A registered JumpBox doesn’t install or function any different from a free JumpBox, but post registration you’ll get additional buttons in the console that let you back up data from the JumpBox to your local machine or over the network via Samba or NFS or offsite to Amazon S3 storage. The backup has everything you need to get up and running if your JumpBox is rendered useless for some reason (such as because of disk issues with the physical host), or if you want to migrate from an older JumpBox to a new one, or change your virtualization platform.
Registration also lets you log in remotely to the JumpBox via a Secure Shell client like the command-line ssh program on Linux. Once you’re logged into the JumpBox you can install themes, and install applications like phpMyAdmin using Ubuntu’s apt-get package manager. Other registration benefits include turning on SSL encryption for the app, and enabling Webalizer stats.

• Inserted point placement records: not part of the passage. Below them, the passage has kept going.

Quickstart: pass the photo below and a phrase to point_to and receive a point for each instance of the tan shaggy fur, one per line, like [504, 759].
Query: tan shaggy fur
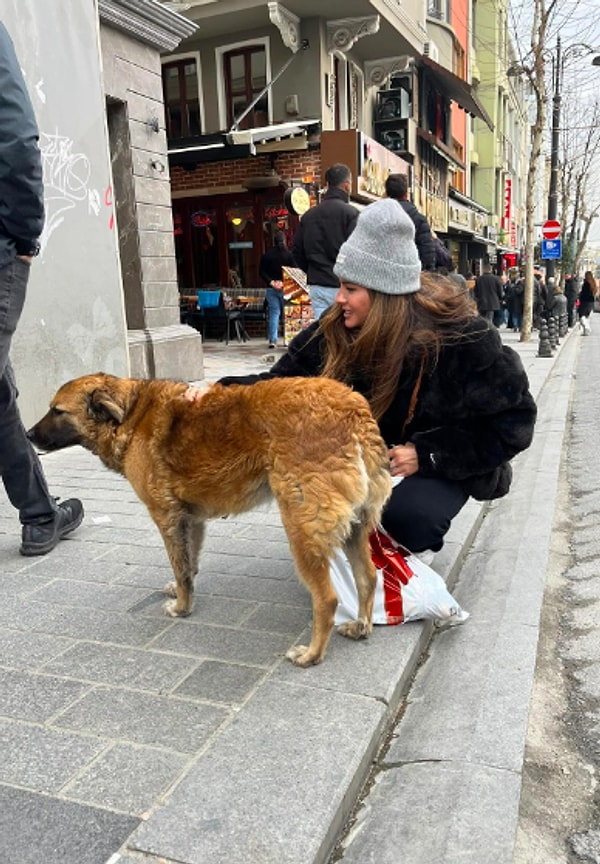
[311, 443]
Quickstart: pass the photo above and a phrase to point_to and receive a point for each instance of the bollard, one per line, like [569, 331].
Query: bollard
[550, 323]
[544, 347]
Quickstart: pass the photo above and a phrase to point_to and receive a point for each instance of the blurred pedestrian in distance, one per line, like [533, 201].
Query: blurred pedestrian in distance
[458, 278]
[443, 258]
[488, 293]
[515, 296]
[321, 232]
[272, 261]
[21, 221]
[396, 187]
[571, 293]
[587, 295]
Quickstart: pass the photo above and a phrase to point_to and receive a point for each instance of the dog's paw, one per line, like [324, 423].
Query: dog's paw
[355, 629]
[170, 609]
[300, 655]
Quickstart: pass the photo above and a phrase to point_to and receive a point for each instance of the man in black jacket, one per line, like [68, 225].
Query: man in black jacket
[321, 232]
[21, 222]
[396, 186]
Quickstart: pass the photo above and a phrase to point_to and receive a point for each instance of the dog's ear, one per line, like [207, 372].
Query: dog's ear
[103, 406]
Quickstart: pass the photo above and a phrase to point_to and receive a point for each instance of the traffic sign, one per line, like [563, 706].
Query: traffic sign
[551, 248]
[551, 229]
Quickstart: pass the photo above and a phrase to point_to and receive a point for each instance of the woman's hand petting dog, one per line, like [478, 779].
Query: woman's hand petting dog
[193, 394]
[403, 460]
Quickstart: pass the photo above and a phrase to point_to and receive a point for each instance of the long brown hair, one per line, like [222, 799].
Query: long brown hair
[401, 332]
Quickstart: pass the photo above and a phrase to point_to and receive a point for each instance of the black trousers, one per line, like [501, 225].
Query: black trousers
[420, 510]
[20, 468]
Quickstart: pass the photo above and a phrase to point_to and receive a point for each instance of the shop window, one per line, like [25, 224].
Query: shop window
[437, 9]
[244, 76]
[181, 98]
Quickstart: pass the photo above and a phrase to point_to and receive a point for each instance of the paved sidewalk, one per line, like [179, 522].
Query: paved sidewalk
[126, 736]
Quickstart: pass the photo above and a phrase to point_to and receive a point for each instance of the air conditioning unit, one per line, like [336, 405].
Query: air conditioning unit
[431, 50]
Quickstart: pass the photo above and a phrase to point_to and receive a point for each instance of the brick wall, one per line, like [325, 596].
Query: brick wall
[290, 165]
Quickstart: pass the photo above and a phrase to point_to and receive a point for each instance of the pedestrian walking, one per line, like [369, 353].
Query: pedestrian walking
[21, 221]
[587, 295]
[571, 292]
[515, 299]
[270, 271]
[396, 187]
[321, 232]
[488, 292]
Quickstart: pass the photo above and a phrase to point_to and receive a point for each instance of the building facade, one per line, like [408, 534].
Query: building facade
[263, 97]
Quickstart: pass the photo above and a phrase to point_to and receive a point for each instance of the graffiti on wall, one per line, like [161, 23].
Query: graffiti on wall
[67, 176]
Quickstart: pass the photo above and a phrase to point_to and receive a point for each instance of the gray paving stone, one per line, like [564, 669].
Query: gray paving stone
[142, 718]
[24, 650]
[107, 664]
[34, 697]
[98, 596]
[223, 643]
[584, 647]
[583, 570]
[584, 617]
[588, 678]
[277, 618]
[220, 682]
[127, 778]
[43, 759]
[586, 589]
[463, 807]
[35, 829]
[120, 628]
[289, 592]
[207, 608]
[100, 570]
[273, 806]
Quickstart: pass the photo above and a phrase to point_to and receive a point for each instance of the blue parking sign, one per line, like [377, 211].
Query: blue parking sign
[552, 248]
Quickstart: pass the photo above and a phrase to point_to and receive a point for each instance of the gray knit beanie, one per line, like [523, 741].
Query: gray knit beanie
[381, 253]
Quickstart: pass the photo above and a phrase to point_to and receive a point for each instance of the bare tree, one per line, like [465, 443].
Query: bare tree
[581, 149]
[548, 18]
[532, 65]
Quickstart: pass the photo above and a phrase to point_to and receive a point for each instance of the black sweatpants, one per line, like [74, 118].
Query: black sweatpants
[420, 510]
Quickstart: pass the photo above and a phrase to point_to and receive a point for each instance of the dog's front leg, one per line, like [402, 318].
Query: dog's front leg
[183, 539]
[358, 553]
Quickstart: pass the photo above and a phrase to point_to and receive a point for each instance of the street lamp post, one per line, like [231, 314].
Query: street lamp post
[553, 185]
[554, 142]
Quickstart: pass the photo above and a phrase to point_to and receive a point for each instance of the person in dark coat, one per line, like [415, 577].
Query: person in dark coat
[489, 294]
[270, 271]
[587, 295]
[571, 292]
[321, 232]
[452, 402]
[514, 296]
[396, 187]
[21, 221]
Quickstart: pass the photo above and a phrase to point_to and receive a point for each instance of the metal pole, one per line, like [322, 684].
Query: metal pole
[553, 187]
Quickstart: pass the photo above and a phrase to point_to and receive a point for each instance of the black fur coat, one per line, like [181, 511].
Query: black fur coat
[473, 413]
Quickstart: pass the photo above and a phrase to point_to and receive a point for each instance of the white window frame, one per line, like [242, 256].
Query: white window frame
[220, 53]
[188, 55]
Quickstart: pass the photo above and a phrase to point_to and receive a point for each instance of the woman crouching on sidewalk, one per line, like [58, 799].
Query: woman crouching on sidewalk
[452, 403]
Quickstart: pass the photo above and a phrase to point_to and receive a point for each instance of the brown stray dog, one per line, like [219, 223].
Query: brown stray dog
[311, 443]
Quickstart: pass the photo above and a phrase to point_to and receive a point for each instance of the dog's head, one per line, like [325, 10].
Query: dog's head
[83, 410]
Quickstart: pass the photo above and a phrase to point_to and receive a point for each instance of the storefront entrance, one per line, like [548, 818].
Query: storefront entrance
[219, 240]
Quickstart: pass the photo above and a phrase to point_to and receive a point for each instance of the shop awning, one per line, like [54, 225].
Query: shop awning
[456, 89]
[267, 136]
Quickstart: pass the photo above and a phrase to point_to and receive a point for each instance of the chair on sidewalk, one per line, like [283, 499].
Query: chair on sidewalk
[213, 309]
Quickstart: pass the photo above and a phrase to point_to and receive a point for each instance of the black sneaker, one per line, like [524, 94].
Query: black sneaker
[41, 539]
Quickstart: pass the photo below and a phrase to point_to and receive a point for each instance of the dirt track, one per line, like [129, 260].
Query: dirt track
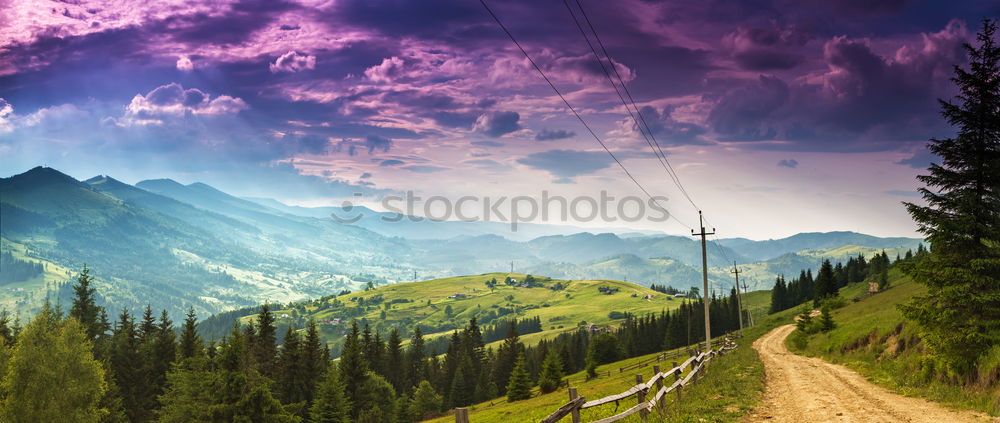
[803, 389]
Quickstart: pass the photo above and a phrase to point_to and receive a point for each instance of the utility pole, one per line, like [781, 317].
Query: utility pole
[704, 277]
[739, 298]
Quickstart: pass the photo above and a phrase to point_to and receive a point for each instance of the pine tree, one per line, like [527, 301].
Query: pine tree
[330, 404]
[51, 375]
[264, 348]
[507, 356]
[190, 344]
[461, 391]
[826, 285]
[552, 372]
[353, 368]
[394, 361]
[416, 359]
[163, 352]
[126, 362]
[519, 386]
[290, 372]
[316, 359]
[426, 403]
[826, 320]
[85, 308]
[959, 318]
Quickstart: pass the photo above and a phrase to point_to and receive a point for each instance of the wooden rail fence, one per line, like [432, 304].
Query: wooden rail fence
[656, 385]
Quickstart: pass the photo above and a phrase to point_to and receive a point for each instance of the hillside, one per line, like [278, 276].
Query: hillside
[874, 339]
[561, 305]
[768, 249]
[172, 246]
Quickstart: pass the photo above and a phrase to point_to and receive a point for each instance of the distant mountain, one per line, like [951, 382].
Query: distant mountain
[410, 227]
[172, 246]
[764, 250]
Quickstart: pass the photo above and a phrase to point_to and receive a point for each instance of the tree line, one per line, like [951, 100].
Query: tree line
[143, 368]
[830, 278]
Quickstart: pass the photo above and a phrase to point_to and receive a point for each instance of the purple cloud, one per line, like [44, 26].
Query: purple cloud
[293, 62]
[567, 163]
[496, 124]
[789, 163]
[553, 134]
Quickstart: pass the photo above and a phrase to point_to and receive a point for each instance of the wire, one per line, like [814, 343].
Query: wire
[670, 170]
[570, 107]
[659, 154]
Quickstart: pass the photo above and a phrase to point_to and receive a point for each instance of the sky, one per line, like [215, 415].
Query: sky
[777, 116]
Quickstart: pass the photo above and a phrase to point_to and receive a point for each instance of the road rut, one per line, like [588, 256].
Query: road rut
[805, 389]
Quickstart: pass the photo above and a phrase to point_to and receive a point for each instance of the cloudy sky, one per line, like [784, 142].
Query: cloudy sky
[779, 116]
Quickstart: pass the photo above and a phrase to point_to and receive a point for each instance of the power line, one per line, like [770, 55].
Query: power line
[659, 154]
[673, 173]
[570, 107]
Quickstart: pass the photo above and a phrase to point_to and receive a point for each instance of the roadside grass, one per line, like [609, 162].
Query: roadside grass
[732, 386]
[427, 303]
[874, 339]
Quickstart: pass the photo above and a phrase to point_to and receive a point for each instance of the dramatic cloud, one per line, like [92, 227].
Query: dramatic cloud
[550, 135]
[863, 98]
[184, 63]
[496, 124]
[665, 127]
[306, 91]
[921, 159]
[293, 62]
[767, 48]
[389, 69]
[789, 163]
[567, 163]
[424, 168]
[5, 111]
[173, 102]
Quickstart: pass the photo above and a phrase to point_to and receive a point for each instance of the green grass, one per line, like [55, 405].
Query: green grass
[874, 339]
[24, 297]
[732, 387]
[559, 311]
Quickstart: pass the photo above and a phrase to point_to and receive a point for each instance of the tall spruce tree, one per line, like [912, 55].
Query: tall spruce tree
[126, 362]
[551, 376]
[51, 375]
[959, 317]
[330, 404]
[190, 343]
[519, 385]
[394, 360]
[353, 368]
[263, 347]
[85, 308]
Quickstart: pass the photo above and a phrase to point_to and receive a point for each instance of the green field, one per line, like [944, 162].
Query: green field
[427, 302]
[874, 339]
[25, 297]
[732, 387]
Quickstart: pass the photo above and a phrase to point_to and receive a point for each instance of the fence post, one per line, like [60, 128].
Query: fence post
[696, 370]
[659, 386]
[677, 376]
[641, 397]
[576, 411]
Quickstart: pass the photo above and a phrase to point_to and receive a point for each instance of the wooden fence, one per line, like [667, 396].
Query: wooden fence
[657, 385]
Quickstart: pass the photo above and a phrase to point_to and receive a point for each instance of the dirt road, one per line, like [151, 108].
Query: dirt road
[803, 389]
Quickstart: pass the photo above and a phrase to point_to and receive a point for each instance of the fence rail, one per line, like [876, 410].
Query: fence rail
[639, 390]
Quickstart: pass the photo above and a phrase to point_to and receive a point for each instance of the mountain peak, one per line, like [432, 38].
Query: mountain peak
[43, 175]
[103, 179]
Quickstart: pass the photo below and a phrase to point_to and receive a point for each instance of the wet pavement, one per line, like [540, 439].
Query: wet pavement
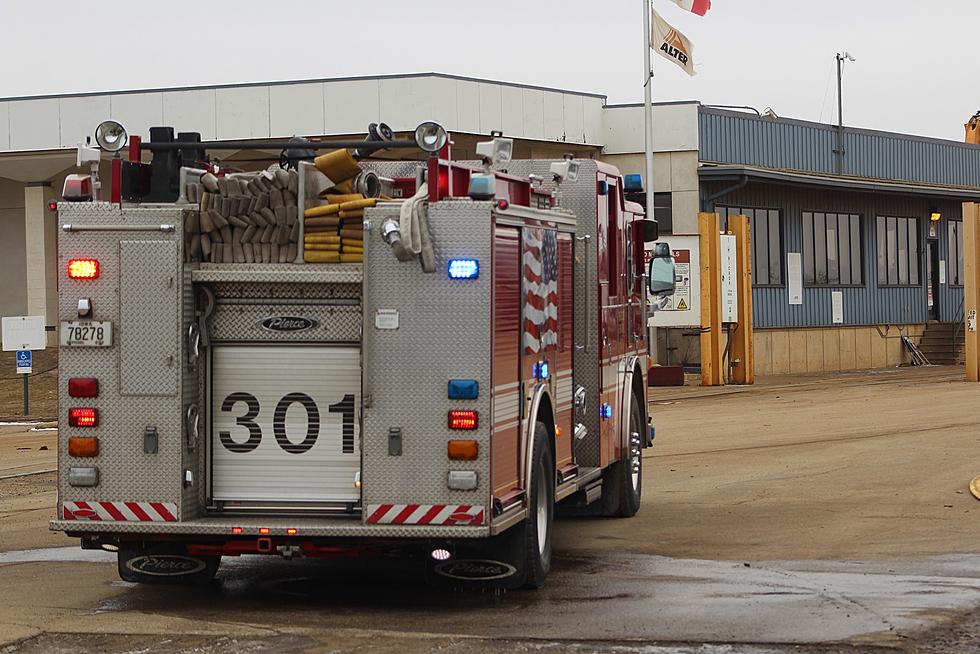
[615, 599]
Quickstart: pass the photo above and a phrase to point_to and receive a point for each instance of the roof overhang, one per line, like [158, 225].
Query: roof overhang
[737, 173]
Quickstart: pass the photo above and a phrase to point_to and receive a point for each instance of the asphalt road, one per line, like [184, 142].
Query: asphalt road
[800, 516]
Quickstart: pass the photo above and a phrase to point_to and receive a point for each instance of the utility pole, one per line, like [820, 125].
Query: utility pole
[841, 58]
[648, 107]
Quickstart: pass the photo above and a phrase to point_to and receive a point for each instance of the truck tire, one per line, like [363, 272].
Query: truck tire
[164, 563]
[623, 480]
[541, 511]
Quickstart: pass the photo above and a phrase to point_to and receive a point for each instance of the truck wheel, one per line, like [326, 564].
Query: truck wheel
[622, 481]
[164, 563]
[541, 511]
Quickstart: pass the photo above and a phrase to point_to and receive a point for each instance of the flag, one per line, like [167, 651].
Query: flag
[700, 7]
[541, 289]
[671, 44]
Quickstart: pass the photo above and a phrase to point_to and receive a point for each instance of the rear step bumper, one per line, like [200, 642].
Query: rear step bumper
[250, 526]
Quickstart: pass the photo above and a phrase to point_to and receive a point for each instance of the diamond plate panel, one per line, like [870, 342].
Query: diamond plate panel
[148, 303]
[127, 473]
[443, 333]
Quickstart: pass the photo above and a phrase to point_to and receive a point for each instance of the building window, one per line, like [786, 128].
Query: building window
[832, 249]
[663, 212]
[954, 258]
[898, 251]
[767, 243]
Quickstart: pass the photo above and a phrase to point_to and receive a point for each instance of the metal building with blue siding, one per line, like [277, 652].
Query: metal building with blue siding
[878, 222]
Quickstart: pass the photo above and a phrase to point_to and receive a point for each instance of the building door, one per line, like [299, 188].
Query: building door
[932, 275]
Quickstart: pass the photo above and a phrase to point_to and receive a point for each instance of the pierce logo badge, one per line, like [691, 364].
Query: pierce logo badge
[288, 324]
[165, 565]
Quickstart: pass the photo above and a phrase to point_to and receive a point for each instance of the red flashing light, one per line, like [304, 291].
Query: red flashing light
[83, 387]
[83, 268]
[463, 419]
[83, 417]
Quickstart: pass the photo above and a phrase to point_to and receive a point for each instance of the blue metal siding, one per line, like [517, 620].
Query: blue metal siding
[865, 305]
[737, 138]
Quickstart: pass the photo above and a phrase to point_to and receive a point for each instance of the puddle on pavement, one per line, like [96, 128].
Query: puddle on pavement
[607, 596]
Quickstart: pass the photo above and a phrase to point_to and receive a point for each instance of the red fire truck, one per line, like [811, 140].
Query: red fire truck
[436, 369]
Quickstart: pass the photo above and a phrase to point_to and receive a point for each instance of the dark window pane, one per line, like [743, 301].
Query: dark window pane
[808, 253]
[892, 257]
[882, 251]
[819, 248]
[913, 251]
[833, 264]
[903, 250]
[843, 248]
[775, 249]
[856, 272]
[760, 251]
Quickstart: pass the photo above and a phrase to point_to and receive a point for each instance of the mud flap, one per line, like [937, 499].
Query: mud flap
[165, 563]
[494, 563]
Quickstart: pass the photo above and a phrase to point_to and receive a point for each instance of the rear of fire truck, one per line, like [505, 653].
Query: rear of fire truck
[297, 361]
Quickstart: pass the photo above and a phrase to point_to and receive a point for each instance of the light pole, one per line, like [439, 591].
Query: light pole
[841, 58]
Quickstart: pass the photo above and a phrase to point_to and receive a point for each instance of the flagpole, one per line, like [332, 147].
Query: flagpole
[648, 107]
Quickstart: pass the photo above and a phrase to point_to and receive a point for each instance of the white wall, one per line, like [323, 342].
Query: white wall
[675, 128]
[317, 108]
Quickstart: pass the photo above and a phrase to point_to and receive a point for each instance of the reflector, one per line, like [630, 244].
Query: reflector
[83, 417]
[463, 419]
[83, 387]
[463, 450]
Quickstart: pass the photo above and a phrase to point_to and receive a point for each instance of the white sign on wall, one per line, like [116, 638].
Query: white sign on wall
[23, 333]
[729, 282]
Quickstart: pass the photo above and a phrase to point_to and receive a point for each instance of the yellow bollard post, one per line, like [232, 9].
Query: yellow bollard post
[710, 253]
[742, 349]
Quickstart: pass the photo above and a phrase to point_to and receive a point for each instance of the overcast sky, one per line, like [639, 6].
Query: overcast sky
[917, 68]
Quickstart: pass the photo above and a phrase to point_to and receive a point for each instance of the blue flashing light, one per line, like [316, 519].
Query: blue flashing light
[633, 183]
[464, 389]
[464, 269]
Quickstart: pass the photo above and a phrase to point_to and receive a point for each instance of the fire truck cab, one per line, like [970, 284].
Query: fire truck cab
[423, 355]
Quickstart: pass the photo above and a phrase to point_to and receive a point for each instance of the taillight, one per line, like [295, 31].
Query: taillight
[83, 387]
[83, 417]
[83, 268]
[463, 419]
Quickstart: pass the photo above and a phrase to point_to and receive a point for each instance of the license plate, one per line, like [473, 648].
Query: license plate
[86, 333]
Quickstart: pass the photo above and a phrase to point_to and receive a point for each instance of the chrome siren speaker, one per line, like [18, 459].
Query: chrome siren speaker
[111, 136]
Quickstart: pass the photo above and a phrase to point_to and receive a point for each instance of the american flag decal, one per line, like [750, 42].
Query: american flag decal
[540, 289]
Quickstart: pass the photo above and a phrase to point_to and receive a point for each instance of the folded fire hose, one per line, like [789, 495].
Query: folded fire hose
[416, 242]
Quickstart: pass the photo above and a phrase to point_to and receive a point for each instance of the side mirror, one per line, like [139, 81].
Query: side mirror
[661, 278]
[651, 231]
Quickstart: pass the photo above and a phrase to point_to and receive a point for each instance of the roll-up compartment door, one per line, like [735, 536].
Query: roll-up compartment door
[285, 425]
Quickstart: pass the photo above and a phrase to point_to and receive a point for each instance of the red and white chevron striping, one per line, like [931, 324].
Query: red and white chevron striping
[425, 514]
[121, 511]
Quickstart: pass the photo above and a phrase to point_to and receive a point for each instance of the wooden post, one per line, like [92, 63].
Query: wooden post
[741, 348]
[971, 288]
[710, 254]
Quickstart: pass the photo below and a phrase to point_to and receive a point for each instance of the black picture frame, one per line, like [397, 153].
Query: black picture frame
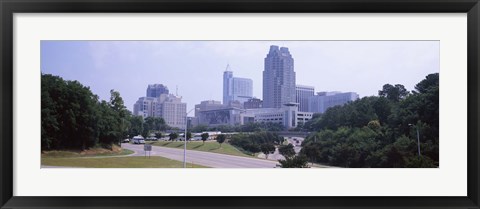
[10, 7]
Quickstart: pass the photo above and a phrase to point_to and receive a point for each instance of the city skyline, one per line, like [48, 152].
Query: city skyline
[129, 66]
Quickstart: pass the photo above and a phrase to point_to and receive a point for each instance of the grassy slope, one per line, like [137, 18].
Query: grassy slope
[90, 153]
[117, 162]
[209, 146]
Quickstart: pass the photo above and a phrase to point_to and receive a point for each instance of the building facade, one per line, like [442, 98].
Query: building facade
[324, 100]
[302, 95]
[208, 105]
[155, 90]
[278, 78]
[288, 116]
[253, 103]
[167, 106]
[236, 89]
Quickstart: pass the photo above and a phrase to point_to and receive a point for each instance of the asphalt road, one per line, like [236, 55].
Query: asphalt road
[209, 159]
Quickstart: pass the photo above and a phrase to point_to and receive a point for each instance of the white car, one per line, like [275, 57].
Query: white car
[138, 140]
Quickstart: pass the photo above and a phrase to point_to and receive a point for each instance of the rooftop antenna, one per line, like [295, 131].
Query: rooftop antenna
[228, 67]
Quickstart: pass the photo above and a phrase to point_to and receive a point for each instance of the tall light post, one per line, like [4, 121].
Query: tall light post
[185, 140]
[418, 139]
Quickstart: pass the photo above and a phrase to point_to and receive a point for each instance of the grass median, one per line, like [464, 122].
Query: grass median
[209, 146]
[93, 152]
[117, 162]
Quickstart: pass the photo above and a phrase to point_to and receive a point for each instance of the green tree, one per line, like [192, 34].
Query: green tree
[267, 149]
[221, 138]
[136, 125]
[299, 161]
[204, 137]
[173, 136]
[286, 150]
[394, 93]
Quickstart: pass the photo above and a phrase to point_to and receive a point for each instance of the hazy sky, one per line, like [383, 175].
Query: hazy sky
[196, 67]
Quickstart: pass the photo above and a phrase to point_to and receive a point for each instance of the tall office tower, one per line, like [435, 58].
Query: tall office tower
[236, 89]
[324, 100]
[278, 78]
[155, 90]
[303, 93]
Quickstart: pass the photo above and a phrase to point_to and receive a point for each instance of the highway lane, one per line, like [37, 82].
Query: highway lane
[209, 159]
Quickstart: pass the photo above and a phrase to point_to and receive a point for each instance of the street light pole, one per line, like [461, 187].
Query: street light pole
[185, 140]
[418, 139]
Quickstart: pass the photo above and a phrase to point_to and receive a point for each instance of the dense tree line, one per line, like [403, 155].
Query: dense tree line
[248, 127]
[73, 117]
[379, 131]
[253, 143]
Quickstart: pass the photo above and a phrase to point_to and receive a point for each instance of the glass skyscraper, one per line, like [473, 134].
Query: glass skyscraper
[155, 90]
[236, 89]
[303, 93]
[278, 78]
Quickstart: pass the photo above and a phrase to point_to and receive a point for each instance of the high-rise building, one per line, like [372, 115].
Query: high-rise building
[167, 106]
[155, 90]
[236, 89]
[278, 78]
[302, 95]
[172, 110]
[324, 100]
[208, 105]
[253, 103]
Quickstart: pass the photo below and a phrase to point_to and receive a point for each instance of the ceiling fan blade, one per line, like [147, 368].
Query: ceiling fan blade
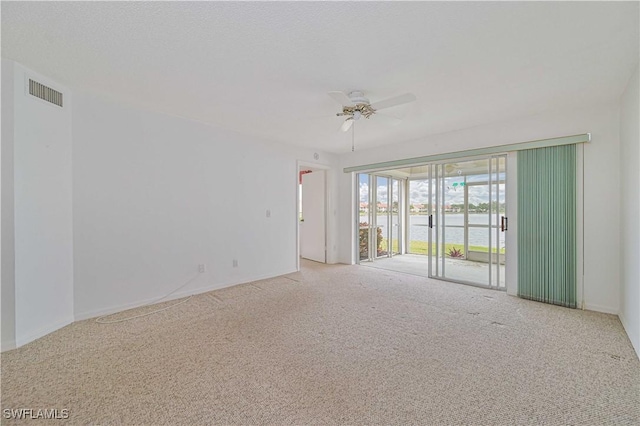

Paying for a subscription also gives you access to some registration-exclusive JumpBoxes. If you are a Web developer or want to roll out your own home-grown Web app, you can get JumpBox for LAMP Deployment, which includes Apache, MySQL, PHP, Perl, Python, Ruby, appropriate MySQL bindings for each language, and common libraries. There’s also a MySQL-only JumpBox that can work with other JumpBoxes as an external database or can be used to develop database-backed apps. The Nagios Network Monitoring System JumpBox provides a pre-built Nagios installation to help system administrators efficiently manage their network.
In an email, JumpBox co-founder and CEO Kimbro Stake, refused to disclose names of the company’s customers, but did mention that its target market is largely outside the enterprise at this point. “SMB, education, and government,” says Staken, “are where most of our customers come from. JumpBox Open is proving to be especially popular with educational institutions, particularly universities.”
JumpBox is a great example of how virtualization can make a desktop user’s life easy. A JumpBox hides the complexity involved in rolling out a Web app on a Linux-based Web server, in a nice little package that works across platforms and across virtualization software.
A free JumpBox is a good way to demo a Web app. Most Web apps now host online demos, but with a JumpBox you can see how an app behaves on your own network, and handles your own data. If you need to use a JumpBox in a production environment, the low-cost registration offers you complete control over the virtual machine to add more software, as well as easy migration and provide portability across platforms.
In a video interview on the Classic ScobleShow, Sean Tierney, co-founder and COO of JumpBox, says the company’s goal is to open source the JumpBox platform sometime in the future when they’ll be able to sustain themselves by selling services around it. That’s cool, but even now there’s no easier and faster way to get up and running and managing a Web app or a Web development environment than with a JumpBox.